After completing his studies in Russia, he traveled around Europe, continuing his education in Berlin.

The peak of Ivan Turgenev’s creativity began in 1847 when the first chapters of “A Sportsman’s Sketches” were published in “Sovremennik.”

In 1863, the writer went to Germany, where he met Western European writers, promoted Russian literature, engaged in translations, and worked as an editor.

In 1882, the writer started to suffer from serious illness.

He passed away on August 22 (September 3), 1883, in a suburb of Paris. The writer was buried in St. Petersburg at the Volkov Cemetery.

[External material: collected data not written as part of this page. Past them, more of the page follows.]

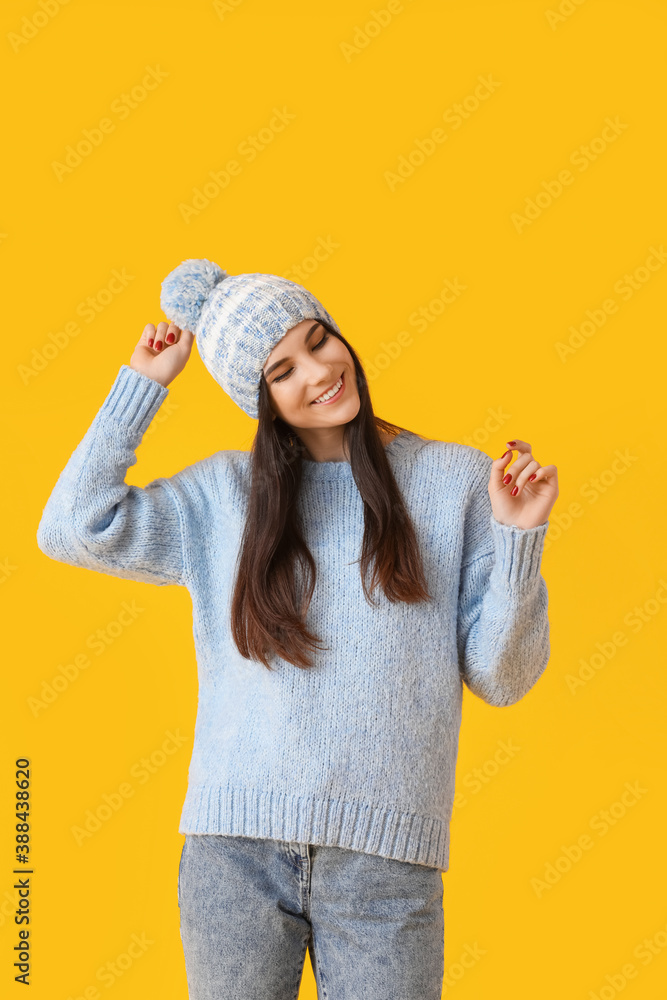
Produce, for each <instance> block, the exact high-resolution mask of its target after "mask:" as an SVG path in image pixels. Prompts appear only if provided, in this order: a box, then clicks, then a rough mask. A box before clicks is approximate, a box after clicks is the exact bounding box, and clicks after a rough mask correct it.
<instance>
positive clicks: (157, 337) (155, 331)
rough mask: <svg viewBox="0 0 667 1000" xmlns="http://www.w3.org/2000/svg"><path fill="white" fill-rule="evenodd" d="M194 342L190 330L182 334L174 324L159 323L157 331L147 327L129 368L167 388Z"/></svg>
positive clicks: (171, 381)
mask: <svg viewBox="0 0 667 1000" xmlns="http://www.w3.org/2000/svg"><path fill="white" fill-rule="evenodd" d="M194 339H195V337H194V334H193V333H192V332H191V331H190V330H181V329H180V328H179V327H178V326H176V324H175V323H165V322H164V321H162V322H161V323H158V325H157V329H156V328H155V326H154V325H153V323H147V324H146V326H145V327H144V332H143V333H142V335H141V337H140V339H139V343H138V344H137V346H136V347H135V349H134V353H133V355H132V357H131V358H130V368H134V370H135V371H137V372H140V373H141V374H142V375H148V377H149V378H152V379H155V381H156V382H159V383H160V384H161V385H163V386H165V388H166V387H167V386H168V385H169V383H170V382H173V380H174V379H175V378H176V376H177V375H178V374H179V373H180V372H182V371H183V369H184V368H185V365H186V364H187V361H188V358H189V357H190V352H191V351H192V345H193V343H194Z"/></svg>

  1. “Anna Karenina” by Leo Tolstoy. The work describes the tragic love story between the officer Vronsky and the married Anna Karenina.
Interesting facts about the work:
  • The prototype for Anna Karenina was Maria Alexandrovna Hartung, the eldest daughter of Alexander Pushkin. Tolstoy met her in Tula five years before writing the novel.
  • Tolstoy chose the Moscow railway station Obdorsk as the setting for Anna Karenina’s suicide. At that time, the Nizhny Novgorod Railway was one of the main industrial routes, often frequented by heavily loaded freight trains.
  • In the initial version, the main heroine was named Tatiana Sergeyevna Stavrovich. Tolstoy wanted to create a contrast to the heroine of Pushkin’s “Eugene Onegin.”